Background: Hypotension following intubation and return of spontaneous circulation (ROSC) after cardiac arrest is associated with poorer patient outcomes. In patients with a sustained ROSC requiring emergency anaesthesia, there is limited evidence to guide anaesthetic practice. At the Essex & Herts Air Ambulance Trust, a UK-based helicopter emergency medical service, we assessed the relative haemodynamic stability of two different induction agents for post-cardiac arrest medical patients requiring prehospital emergency anaesthesia (PHEA).

Methods: We performed a retrospective database review over a 5-year period between December 2014 and December 2019 comparing ketamine-based and midazolam-based anaesthesia in this patient cohort. Our primary outcome was clinically significant hypotension within 30 min of PHEA, defined as a new systolic BP less than 90 mm Hg, or a 10% drop if less than 90 mm Hg before induction.

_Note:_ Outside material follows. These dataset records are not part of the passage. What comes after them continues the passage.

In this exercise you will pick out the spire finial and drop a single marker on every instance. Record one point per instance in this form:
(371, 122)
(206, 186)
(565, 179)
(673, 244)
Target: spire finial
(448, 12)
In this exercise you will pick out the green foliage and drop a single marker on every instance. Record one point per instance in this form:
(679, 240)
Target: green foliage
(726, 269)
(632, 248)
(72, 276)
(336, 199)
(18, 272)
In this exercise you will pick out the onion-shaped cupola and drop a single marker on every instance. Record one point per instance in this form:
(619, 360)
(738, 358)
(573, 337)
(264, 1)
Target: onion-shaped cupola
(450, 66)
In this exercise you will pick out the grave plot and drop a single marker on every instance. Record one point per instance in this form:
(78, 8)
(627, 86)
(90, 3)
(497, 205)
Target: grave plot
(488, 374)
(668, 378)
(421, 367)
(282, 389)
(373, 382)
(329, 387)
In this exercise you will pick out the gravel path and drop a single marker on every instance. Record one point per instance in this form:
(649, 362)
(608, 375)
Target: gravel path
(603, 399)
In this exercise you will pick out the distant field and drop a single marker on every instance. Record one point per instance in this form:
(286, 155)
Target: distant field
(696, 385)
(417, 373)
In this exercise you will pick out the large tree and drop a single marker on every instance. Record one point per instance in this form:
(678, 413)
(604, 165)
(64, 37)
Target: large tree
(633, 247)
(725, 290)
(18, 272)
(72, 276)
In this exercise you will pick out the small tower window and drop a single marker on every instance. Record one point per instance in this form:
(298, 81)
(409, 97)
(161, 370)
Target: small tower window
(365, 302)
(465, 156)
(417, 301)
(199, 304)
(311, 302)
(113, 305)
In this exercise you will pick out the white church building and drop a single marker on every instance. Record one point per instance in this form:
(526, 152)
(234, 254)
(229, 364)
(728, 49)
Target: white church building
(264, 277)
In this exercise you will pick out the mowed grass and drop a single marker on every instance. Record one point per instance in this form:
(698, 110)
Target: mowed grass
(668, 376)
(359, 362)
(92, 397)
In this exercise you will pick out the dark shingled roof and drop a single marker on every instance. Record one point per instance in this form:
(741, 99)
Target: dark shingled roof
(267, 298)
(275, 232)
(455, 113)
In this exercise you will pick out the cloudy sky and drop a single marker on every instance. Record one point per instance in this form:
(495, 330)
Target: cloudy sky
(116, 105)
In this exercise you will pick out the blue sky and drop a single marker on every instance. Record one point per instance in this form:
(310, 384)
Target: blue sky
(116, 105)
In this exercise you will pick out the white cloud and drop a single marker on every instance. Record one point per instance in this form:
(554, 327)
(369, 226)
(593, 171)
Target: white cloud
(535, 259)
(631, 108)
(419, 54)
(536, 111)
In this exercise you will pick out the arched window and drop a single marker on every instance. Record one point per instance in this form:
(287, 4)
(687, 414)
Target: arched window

Results: One hundred ninety-eight patients met inclusion criteria. Forty-eight patients received a ketamine-based induction, median dose (IQR) 1.00 (1.00-1.55) mg/kg, and a 150 midazolam-based regime, median dose 0.03 (0.02-0.04) mg/kg. Hypotension occurred in 54.2% of the ketamine group and 50.7% of the midazolam group (p=0.673). Mean maximal HRs within 30 min of PHEA were 119 beats/min and 122 beats/min, respectively (p=0.523). A shock index greater than 1.0 beats/min/mm Hg and age greater than 70 years were both associated with post-PHEA hypotension with ORs 1.96 (CI 1.02 to 3.71) and 1.99 (CI 1.01 to 3.90), respectively. Adverse event rates did not significantly differ between groups.

Conclusion: PHEA following a medical cardiac arrest is associated with potentially significant cardiovascular derangements when measured up to 30 min after induction of anaesthesia. There was no demonstrable difference in post-induction hypotension between ketamine-based and midazolam-based PHEA. Choice of induction agent alone is insufficient to mitigate haemodynamic disturbance, and alternative strategies should be used to address this.

医学心脏骤停后自发循环恢复患者院前急诊麻醉的心血管并发症:氯胺酮和咪达唑仑诱导方案的回顾性比较
背景:心脏骤停后插管后低血压和自然循环恢复(ROSC)与较差的患者预后相关。对于需要紧急麻醉的持续性ROSC患者,指导麻醉实践的证据有限。在英国直升机紧急医疗服务机构Essex & Herts Air Ambulance Trust,我们评估了两种不同诱导剂对需要院前紧急麻醉(PHEA)的心脏骤停后患者的相对血流动力学稳定性。方法:我们对2014年12月至2019年12月期间的5年数据库进行了回顾性分析,比较了该患者队列中氯胺酮和咪达唑仑的麻醉情况。我们的主要结局是在PHEA 30分钟内出现临床显著性低血压,定义为新收缩压低于90mmhg,或者在诱导前收缩压低于90mmhg时下降10%。结果:198例患者符合纳入标准。48例患者接受以氯胺酮为基础的诱导,中位剂量(IQR) 1.00 (1.00-1.55) mg/kg,以及以150咪达唑仑为基础的诱导,中位剂量0.03 (0.02-0.04)mg/kg。氯胺酮组和咪达唑仑组低血压发生率分别为54.2%和50.7% (p=0.673)。PHEA 30min内最大心率平均值分别为119次/min和122次/min (p=0.523)。休克指数大于1.0次/分钟/毫米汞柱和年龄大于70岁均与phea后低血压相关,or分别为1.96 (CI 1.02 ~ 3.71)和1.99 (CI 1.01 ~ 3.90)。两组间不良事件发生率无显著差异。结论:在麻醉诱导后30分钟内测量心脏骤停后的PHEA与潜在的显著心血管紊乱相关。氯胺酮类和咪达唑仑类PHEA诱导后低血压无明显差异。单独选择诱导剂不足以减轻血流动力学障碍,应采用其他策略来解决这一问题。
本文章由计算机程序翻译,如有差异,请以英文原文为准。